I was asked by a recruiter recently for different firms I was recruited to - both sell-side (investment banks) and buy-side firms (prop shops, hedge funds, HFTs, etc.). I am wondering if this is fine, as well as if this would constitute any legal or privacy issues? I know that recruiters (especially from large firms) tend to ask these, but for some of the more secretive shops, is even giving their name allowed (as in, my resume has been submitted there)?

I would like to know since this may be not legal (even if I didn't sign an NDA/NC) as well as perhaps unethical/mess up my future chances with some of these said firms that are much more secretive.

  • Sometimes it's not your choice though, but any company who doesn't want you to tell people will tell you not to
    – Gamora
    Feb 27, 2020 at 11:17

2 Answers 2


Well, there are two possibilities.

The recruiter may be trying to avoid duplicate submissions. This is a Good Thing.

The recruiter may be looking for leads as to companies that would be looking for guys with backgrounds like yours, and he wants you to do his homework for him. This is a Bad Thing.

The answer is to tell him "I understand you don't want to do a duplicate submission, and there may well be companies you'd consider that I already know I'm not interested in. We can work both of those problems easily by running the company past me BEFORE you submit me there."

And then SHUT UP. What the recruiter says next will tell you which possibility is in play.

Now, I have run into recruiters who will try very hard NOT to tell the candidate who the Client is, out of fear that the Candidate will try to end-run the recruiter and cost the recruiter his fee. I have never seen this behavior with a good recruiter, only the bottom feeders. My rule is this: If he's not telling me the Client's name, there are probably other far worse things he doesn't want me to know, and it is not in my best interests to work with that recruiter.

  • [S/he] may be looking for leads .... This is a Bad Thing. It's mainly a bad thing because the recruiter will then submit candidates who will be in direct competition with you for the role.

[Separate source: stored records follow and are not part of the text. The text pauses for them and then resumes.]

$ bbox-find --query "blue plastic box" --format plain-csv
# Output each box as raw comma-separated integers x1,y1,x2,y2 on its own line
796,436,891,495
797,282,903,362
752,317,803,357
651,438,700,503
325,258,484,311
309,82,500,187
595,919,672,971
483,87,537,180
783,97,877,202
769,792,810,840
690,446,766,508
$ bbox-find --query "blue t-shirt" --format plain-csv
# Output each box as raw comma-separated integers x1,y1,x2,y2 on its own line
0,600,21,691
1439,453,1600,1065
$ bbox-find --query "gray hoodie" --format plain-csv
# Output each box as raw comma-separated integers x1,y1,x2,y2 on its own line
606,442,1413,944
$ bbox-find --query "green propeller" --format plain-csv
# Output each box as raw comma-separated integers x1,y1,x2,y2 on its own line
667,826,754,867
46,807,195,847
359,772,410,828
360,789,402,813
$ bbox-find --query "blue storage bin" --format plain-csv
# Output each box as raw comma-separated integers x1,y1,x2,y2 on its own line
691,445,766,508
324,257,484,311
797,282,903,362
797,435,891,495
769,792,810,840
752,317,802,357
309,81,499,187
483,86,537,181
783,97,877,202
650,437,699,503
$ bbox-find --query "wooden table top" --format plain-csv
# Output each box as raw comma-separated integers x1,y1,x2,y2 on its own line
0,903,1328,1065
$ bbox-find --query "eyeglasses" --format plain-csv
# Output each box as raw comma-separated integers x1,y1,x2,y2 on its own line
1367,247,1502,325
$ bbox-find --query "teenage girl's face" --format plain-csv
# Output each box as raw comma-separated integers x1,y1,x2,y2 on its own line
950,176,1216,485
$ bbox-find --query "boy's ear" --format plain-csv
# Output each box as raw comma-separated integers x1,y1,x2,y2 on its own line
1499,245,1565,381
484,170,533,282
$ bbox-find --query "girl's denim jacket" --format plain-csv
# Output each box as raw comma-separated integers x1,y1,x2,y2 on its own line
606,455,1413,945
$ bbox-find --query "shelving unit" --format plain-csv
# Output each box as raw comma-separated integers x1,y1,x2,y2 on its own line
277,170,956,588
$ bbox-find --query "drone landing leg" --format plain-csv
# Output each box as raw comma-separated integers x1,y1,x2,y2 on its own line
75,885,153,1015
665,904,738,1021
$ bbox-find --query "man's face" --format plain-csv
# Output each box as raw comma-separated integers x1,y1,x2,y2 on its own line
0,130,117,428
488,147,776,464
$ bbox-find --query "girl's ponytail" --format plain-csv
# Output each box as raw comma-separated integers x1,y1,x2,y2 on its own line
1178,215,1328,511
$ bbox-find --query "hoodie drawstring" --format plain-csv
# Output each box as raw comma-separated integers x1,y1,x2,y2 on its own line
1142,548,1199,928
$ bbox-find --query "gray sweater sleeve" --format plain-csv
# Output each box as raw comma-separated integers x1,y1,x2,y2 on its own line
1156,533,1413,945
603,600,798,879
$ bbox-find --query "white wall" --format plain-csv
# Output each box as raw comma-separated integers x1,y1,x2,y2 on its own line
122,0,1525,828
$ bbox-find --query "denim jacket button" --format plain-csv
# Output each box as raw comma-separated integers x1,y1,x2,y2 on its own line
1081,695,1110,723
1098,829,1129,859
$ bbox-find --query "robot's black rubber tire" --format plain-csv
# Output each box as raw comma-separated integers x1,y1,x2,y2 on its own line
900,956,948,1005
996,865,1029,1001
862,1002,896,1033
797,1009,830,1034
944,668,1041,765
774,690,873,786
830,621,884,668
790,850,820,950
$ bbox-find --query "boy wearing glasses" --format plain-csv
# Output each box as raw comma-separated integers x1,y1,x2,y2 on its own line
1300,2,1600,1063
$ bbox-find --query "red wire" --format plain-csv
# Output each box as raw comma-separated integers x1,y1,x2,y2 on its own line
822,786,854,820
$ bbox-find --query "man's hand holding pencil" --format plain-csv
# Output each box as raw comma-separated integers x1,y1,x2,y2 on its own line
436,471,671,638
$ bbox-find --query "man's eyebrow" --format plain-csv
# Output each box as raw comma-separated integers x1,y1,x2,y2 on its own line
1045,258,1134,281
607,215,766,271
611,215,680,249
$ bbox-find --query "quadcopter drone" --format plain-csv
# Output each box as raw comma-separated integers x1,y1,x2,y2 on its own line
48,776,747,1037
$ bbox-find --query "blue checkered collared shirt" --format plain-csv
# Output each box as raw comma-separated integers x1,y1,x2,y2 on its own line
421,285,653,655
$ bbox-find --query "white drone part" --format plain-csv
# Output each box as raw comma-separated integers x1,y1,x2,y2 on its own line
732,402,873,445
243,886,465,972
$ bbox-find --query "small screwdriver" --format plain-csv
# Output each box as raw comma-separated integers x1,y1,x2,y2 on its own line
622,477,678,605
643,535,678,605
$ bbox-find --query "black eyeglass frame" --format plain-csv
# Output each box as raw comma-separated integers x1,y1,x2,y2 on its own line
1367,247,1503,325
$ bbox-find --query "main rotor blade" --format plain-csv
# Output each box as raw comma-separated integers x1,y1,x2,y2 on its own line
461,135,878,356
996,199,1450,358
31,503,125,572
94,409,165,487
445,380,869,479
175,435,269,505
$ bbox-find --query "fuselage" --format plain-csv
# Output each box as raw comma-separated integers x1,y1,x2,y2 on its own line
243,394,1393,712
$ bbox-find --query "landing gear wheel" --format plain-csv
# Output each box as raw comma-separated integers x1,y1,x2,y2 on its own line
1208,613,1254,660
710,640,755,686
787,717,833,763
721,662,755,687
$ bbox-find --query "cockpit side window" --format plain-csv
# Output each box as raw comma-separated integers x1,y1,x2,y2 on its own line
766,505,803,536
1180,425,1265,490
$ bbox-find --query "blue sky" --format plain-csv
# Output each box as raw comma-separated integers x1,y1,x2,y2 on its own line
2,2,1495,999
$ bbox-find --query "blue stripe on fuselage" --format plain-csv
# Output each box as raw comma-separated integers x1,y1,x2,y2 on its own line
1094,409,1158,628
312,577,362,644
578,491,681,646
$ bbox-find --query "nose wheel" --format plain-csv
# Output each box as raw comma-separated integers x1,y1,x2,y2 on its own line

Worst case, they also badmouth you ("Oh yeah, we we're going to submit qxzsilver, but they had really bad references and did not disclose criminal convictions"). Or "Oh hi, manager. I got your name from your bestest employee qxzsilver...". Or "So, you're interviewing elsewhere?" - thinks: I won't waste an interview slot on qxzsilver.
    – Justin
    Feb 27, 2020 at 14:22
  • Your response should always be "How would you feel if I gave out your leads to other recruiters?"
    – Justin
    Feb 27, 2020 at 14:44

I suspect the recruiter wants to avoid presenting you to places where you've already been presented. That's definitely good for them, and probably good for you.

You should ask the recruiter why they want this information. In general, it's always good to ask the recruiter about their process and other details of the way they're handling your case. If, after that conversation, you don't trust them, don't work with them.

There's another way to handle this issue. Ask the recruiter to talk to you before they present you anywhere, so you can warn them if you're already talking to that place.